MorrowIt feels like we live in a brutalized, fractured society, at least here in America. I can’t really speak for the rest of the world, but going out in public, amid people with nary a filter, you practically can chew on the animosity and hatred toward others. People are growing more evil, and that isn’t a boulder easily stopped from raging down the hillside.

I’m not sure that even was something thought about when Morrow went about writing “Covenant of Teeth,” their cataclysmic new record, but it seems like you can run your fingers across those grains during the music. The album itself is a concept piece that imagines cultures on a future version of the Earth, one spawned following the destruction, be it physical, mental, or both, that humankind exacted on the world. The record follows the Norr, a group whose existence is comprised of the use of various languages and whose lives are formed from a mix of cultural experiences. It’s the way our world could be now, if more people had a modicum of understanding and weren’t so pig-headed about their worldview being the only one that should matter. In fact, on the record, you can hear various languages being used, tying together the concept and giving you a bigger glimpse into this future society.

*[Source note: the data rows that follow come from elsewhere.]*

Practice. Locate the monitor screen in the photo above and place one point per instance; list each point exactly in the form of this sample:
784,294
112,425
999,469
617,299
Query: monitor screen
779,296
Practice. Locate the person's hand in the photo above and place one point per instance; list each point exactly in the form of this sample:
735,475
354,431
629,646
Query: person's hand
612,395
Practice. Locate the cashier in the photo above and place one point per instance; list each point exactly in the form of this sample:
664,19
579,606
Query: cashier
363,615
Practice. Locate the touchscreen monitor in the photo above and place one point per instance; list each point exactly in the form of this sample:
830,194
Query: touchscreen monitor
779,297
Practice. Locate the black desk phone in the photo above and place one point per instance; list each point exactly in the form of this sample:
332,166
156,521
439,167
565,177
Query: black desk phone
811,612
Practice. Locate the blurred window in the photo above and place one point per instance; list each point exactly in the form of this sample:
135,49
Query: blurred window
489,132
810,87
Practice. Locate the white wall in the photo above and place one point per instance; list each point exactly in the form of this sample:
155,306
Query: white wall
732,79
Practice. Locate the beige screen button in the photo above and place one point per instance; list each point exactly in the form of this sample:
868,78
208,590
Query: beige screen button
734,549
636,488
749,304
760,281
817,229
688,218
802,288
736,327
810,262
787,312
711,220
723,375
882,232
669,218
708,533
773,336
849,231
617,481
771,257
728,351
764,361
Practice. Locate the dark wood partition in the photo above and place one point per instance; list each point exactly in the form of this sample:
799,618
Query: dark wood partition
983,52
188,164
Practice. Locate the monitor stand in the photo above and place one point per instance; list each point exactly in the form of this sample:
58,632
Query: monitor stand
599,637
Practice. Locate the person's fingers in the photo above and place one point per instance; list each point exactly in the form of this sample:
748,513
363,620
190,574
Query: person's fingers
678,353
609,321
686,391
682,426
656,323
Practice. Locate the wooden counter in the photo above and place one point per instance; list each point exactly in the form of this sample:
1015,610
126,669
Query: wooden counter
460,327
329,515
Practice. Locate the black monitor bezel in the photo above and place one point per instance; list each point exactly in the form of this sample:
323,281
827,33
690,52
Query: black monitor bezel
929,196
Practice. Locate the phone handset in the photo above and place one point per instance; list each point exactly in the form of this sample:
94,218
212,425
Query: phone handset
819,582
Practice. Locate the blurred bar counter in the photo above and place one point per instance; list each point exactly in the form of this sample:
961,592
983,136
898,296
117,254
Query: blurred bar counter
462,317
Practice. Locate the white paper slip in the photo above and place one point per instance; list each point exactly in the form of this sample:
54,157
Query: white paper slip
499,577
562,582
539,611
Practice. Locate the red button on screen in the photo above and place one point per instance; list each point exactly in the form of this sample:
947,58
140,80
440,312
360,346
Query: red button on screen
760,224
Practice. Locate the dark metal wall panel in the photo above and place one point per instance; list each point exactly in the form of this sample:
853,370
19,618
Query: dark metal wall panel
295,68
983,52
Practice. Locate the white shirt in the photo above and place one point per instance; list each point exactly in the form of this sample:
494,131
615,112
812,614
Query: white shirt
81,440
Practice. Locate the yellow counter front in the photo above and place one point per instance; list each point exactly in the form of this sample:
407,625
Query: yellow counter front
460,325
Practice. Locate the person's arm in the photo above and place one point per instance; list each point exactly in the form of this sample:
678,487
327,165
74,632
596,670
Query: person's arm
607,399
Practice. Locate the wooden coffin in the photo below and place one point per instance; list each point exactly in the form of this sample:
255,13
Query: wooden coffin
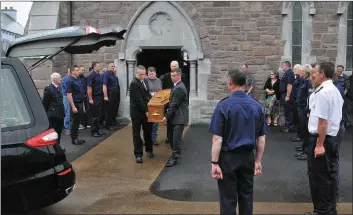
157,106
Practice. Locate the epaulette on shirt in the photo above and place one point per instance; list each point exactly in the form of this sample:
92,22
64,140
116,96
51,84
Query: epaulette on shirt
319,89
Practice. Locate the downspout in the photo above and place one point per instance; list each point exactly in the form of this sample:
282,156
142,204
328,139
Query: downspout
70,24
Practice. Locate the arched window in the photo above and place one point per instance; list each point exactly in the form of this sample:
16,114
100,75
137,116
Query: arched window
297,26
349,49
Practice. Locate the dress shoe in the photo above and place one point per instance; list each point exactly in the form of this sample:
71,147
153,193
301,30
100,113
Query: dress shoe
303,156
172,162
78,141
96,134
150,154
138,160
296,139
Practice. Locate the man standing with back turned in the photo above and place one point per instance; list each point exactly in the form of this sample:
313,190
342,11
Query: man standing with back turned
238,125
177,115
324,123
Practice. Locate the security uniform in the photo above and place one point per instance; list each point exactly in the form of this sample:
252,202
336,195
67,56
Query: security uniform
54,106
239,120
326,104
94,80
302,103
74,86
85,115
294,93
287,78
112,105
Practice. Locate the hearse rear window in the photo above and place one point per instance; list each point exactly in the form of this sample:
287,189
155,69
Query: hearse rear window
13,108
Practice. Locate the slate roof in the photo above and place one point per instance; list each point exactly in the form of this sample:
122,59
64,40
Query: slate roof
11,25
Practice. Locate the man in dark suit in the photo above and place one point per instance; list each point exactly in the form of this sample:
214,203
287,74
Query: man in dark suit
177,115
139,97
53,104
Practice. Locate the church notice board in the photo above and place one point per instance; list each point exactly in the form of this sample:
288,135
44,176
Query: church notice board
157,105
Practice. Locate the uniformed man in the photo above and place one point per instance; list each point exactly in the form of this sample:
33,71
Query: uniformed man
95,97
111,95
53,104
238,125
324,123
302,102
75,95
85,115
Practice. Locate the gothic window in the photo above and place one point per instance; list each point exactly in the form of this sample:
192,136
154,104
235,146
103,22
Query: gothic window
349,55
297,25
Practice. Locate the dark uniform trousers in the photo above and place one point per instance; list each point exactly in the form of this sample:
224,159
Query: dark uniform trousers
323,175
303,126
237,183
111,108
136,135
175,135
75,118
95,112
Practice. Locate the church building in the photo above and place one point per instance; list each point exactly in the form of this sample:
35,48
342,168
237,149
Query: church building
206,38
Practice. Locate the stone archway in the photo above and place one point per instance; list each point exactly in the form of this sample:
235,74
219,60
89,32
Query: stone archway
161,25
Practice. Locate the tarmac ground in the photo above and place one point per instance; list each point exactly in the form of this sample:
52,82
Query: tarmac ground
109,181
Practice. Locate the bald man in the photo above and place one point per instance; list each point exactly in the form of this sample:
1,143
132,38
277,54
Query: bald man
53,104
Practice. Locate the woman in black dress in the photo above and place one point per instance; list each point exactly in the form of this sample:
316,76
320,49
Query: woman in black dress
272,98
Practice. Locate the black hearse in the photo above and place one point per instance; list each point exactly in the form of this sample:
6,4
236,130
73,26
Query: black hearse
34,170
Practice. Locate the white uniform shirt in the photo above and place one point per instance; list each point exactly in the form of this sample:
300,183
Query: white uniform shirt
325,103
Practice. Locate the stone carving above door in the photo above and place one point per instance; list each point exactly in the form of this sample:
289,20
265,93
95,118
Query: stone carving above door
160,23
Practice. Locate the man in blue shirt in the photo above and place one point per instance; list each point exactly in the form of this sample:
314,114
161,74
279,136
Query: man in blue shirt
95,97
67,125
238,125
75,95
111,91
286,83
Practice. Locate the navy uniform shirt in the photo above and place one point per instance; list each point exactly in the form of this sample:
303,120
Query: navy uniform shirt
83,80
240,120
296,84
303,93
110,79
287,78
94,80
75,87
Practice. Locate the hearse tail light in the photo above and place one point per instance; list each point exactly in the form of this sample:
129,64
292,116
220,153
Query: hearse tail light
46,138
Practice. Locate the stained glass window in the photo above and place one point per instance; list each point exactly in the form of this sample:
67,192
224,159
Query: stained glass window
297,25
349,54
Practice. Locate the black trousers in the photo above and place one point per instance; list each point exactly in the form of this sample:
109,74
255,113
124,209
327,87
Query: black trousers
323,172
75,120
176,139
137,123
95,112
236,187
111,108
303,126
57,125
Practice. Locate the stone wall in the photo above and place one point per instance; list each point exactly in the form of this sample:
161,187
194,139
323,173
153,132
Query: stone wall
232,33
325,31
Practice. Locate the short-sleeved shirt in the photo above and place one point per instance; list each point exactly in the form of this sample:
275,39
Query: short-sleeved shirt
75,86
240,120
303,93
83,80
110,79
94,80
64,84
287,78
296,84
325,103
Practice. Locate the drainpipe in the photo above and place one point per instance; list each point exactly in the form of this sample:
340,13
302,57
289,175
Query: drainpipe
70,24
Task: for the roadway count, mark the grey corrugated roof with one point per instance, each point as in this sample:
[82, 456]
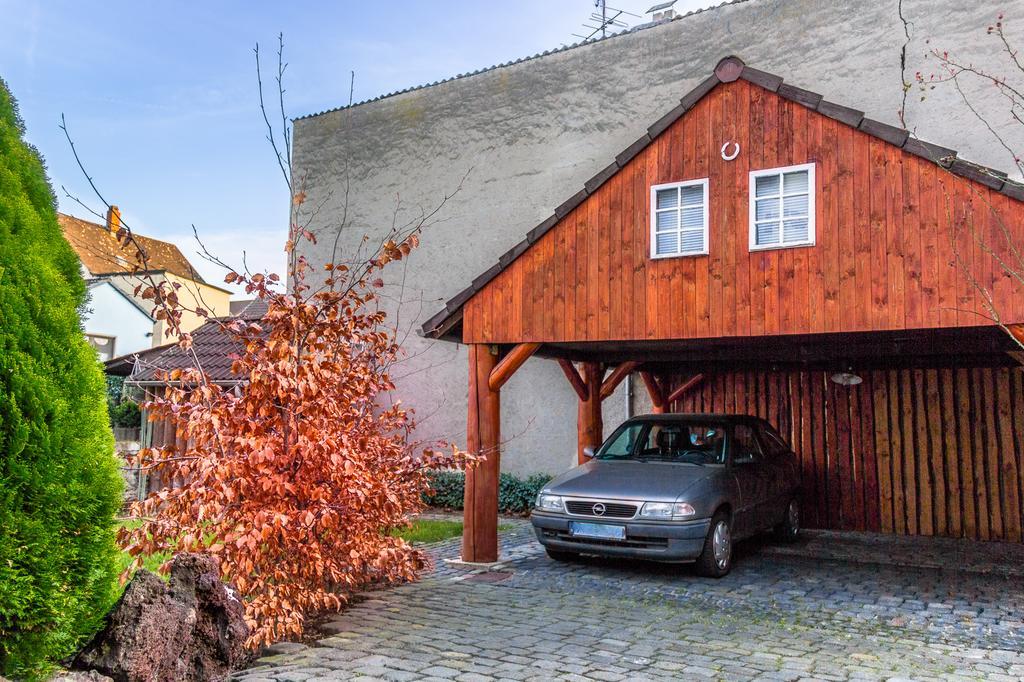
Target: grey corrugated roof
[539, 55]
[727, 70]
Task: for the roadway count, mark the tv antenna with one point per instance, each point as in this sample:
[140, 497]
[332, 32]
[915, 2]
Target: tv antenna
[600, 22]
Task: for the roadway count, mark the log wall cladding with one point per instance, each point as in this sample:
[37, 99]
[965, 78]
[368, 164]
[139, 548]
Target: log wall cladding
[907, 452]
[894, 233]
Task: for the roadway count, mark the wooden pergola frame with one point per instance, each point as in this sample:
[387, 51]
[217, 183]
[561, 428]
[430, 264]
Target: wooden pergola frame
[488, 371]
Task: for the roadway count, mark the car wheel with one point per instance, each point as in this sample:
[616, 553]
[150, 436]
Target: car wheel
[562, 556]
[716, 558]
[788, 529]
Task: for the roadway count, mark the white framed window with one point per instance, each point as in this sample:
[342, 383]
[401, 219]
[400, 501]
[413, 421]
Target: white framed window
[782, 207]
[679, 219]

Morrow coverThe band’s sound is hard to pin down, but Apocalyptic expression works pretty nicely. There are elements of doom, crust, hardcore, and so much more on here, and the way these songs build and come crashing down on you requires some deep breaths and a place to steady yourself. As for the band itself, it comprises member of bands as varied as Archivist, Light Bearer, and Carnist, with Alex on vocals, art, and narrative; David on guitar, bass, and drums; and Nicole on cello. Along with the main core come contributions from a whole slew of guests from bands including Anopheli, Wild Speaker, Monachus, the Nepalese Temple Ball, Knifedoutofexistence, and Masakari, not to mention the voice talent. You can feel the weight of all of those contributors in the best way possible, and this record is a mammoth made up of four lumbering cuts.

The album opens with the 11:44-long “Fathom,” a cut that starts with winds and cracking fires, footsteps cutting into the wilderness, and eventually gentle singing accompanied by pianos and lush strings. The piece then opens further, buzzing away and injecting a sense of morose doom, and then gazey melodies sweeping and carrying with them deep, wrenching growls. Muddy chugging joins the fray, as the song spills into melodic, yet gruff territory, with shrieks joining the guttural grunts, the track smothering with power, and the tempo easing up with cellos swelling and bleeding away. “The Norr” starts again with fires, with conversations swirling about, and then a gut-busting display rushing with strings crying and the dam being crushed by the flood. Husky growls spit out the plot, while wild cries join and add another element of chaos. Sounds conjure a heavy gaze, while the pace chugs, then takes on a violent assault, and the surging finish is hammered home with a howl of, “We are nothing but the iceberg!”

“Forgiving Grin” has a punchy rupture at the front end before it goes cold. The cello stretches out and hints at serenity, but that’s torn to shreds by the band mauling, and vicious shrieks mixing in with the growls. The song starts to stomp hard, leaning heavily into hardcore might, with the music feeling like it’s twisting your internal organs. A brief halt arrives, with additional speaking pushing in, and then it tears apart again and leads a ferocious stampede toward the finish. The 10:40-long closer “Cleaved Fang” trickles to a start, with each element slowly joining the mix until the bottom drops out unmercifully. The growls lacerate the senses, with gazey cascading soaking the ground, raspy wails cursing you, and another section of speaking settling in. Out of that, the cut thrashes wildly, with the blows being dealt in a calculated fashion, the atmosphere feeling emotionally overwhelming, and the song rumbling to its final destination.

Morrow’s vision into the future could be pretty accurate if our world keeps going the way it has the past decade or so. A dose of understanding and immersion into other people’s worlds could soothe a lot of what ails us, and that’s a point at which Morrow hit on “Covenant of Teeth.” Perhaps we don’t have to wait for the Norr to pick up our slack, and we can start patching together these gaping holes ourselves.